Leaders need to ask themselves how they want to frame productivity for employees. Is productivity a quantitative measurement or a matter of quality? Is the employee supported or surveilled? How are managers measuring “performance” and why are they measuring it in that way? What are the stories we tell ourselves about “productivity” and how are these enacted in our daily practices, material culture, and system of symbols? Companies need to decide on their own story around productivity and be mindful to tell it with compassion. Now that our humanity is on greater display — with dogs barking and kids waving hello on work-related video calls — we’ve all accepted a certain transparency that has opened the door to more empathy in the workplace.
The Workplace of the Future
As conversations focus on a now largely remote workforce, it’s critical to understand that the capability is not universally shared: not everyone is able to work from home. Employers must also recognize that remote work is not everyone’s shared preference either. Some workers will jump at the opportunity to return to the office because they are inspired by the creativity born of in-person collaboration and serendipitous intersections.
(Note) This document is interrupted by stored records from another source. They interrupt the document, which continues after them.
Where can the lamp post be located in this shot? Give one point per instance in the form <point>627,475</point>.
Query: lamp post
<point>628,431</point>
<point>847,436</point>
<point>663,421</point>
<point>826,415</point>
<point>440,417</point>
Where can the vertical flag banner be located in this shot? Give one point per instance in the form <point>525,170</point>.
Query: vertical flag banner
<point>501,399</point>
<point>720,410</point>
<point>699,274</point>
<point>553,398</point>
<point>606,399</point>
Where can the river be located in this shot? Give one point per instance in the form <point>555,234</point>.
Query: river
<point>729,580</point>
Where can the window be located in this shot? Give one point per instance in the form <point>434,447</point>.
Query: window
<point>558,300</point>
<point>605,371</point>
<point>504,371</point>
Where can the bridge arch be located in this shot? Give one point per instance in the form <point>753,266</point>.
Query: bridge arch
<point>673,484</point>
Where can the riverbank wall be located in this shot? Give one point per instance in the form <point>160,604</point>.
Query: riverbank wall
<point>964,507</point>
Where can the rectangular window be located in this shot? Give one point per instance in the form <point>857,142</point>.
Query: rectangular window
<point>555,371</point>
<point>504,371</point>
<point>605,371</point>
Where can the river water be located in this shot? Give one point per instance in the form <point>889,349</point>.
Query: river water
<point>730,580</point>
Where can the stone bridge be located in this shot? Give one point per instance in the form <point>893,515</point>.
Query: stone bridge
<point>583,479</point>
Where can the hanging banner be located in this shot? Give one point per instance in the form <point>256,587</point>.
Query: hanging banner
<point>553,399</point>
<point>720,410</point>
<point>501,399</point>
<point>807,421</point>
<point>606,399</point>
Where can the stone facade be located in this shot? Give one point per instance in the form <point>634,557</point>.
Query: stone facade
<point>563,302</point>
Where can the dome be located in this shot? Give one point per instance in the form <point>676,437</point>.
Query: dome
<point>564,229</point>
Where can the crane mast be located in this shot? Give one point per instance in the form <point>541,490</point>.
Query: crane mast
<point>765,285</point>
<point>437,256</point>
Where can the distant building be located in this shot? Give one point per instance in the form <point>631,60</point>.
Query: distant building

Others will prefer to work from home indefinitely because they find it more productive and in tune with a personal rhythm that values greater flexibility. Still others will want to take a more balanced hybrid approach — which, in the end, will likely become a widely used medium. Companies will have to create environments — physical or virtual — where all employees feel safe, self-empowered, and purposeful.
Most importantly, employers will have to focus on encouraging employees to “leave work” while staying home to achieve work-life balance. Rooted in policy and driven by top-down example, these communications must be genuine and intentional in supporting employees. A well-considered approach might also support the “stuff” of home life and not just the stuff of professional work, by offering things like cooking classes and tips on keeping kids interested and engaged.
As we navigate these unprecedented times, employers who embrace a progressive mindset rooted in empathy will thrive and retain talent.